Seventy eight years ago this weekend, Rhode Island’s Narragansett Park was the scene of one of the most curious episodes in American racing history when a political feud between the track’s owner and the governor of the state escalated into what became known as ‘The Rhode Island Race Track War.’
October 17, 1937. The roar of the small convoy of trucks rolling down Newport Avenue shattered the usual Sunday morning stillness of Pawtucket, Rhode Island.
The convoy turned off Newport and down a side street, coming to a stop at the gates of Narragansett Park race track. A small regiment of National Guardsmen wearing steel trench helmets and carrying rifles with fixed bayonets clambered out of the trucks and positioned themselves at the gates.
A couple of hours later, a few more trucks arrived, these carrying equipment: riot sticks, tear gas, and machine guns. The guns were arranged in a circle to cover the entire perimeter of the track. The guardsmen and the guns were placed there by order of the Governor of Rhode Island to prevent the track from opening for its fall meet.
In the words of one Boston newspaper, a clash of political alliances in America’s smallest state had turned ‘seriocomic.' A complicated tangle of political infighting, name-calling and ziz-zag litigations culminated in what became known as ‘The Rhode Island Race Track War’.
The men at the centre of it all
The protagonists – or maybe it should be antagonists – in this unlikely scenario were two men who came from totally different backgrounds but ultimately had strikingly similar goals.
Robert Emmet Quinn, 43, was born in a small Rhode Island mill town creatively spelled Phenix. He graduated from Brown University and Harvard Law School and served in the Intelligence Service in Europe during World War I. Married and the father of four children, the politically ambitious Quinn first became a senator in his home state, then moved up to the role of Lieutenant Governor, finally becoming Governor of Rhode Island in 1936.

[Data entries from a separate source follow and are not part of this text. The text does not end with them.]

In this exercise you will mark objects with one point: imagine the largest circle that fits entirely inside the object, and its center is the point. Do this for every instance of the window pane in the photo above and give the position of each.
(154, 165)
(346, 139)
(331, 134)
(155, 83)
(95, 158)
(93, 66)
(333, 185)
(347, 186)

Walter Edmund O’Hara, 40, grew up in Middleboro, Massachusetts, with no more than a 10th grade education. He went to work at age 17 in textile mills and newspapers in southeastern Massachusetts, and it didn’t take him long to wind up owning both. He financed and built the $1.2 million Narragansett Park while still in his 30s, almost entirely on his own.
Rhode Island was the second New England state (after New Hampshire) to legalize pari-mutuel wagering, in a special referendum passed overwhelmingly but by only 20 percent of the state’s eligible voters in the spring of 1934. Construction of a race track in Pawtucket on the site of an old airport not far from the Massachusetts border was begun in June of that year, and on August 1, less than seven weeks after groundbreaking, Narragansett opened to 37,281 patrons, who wagered $351,482.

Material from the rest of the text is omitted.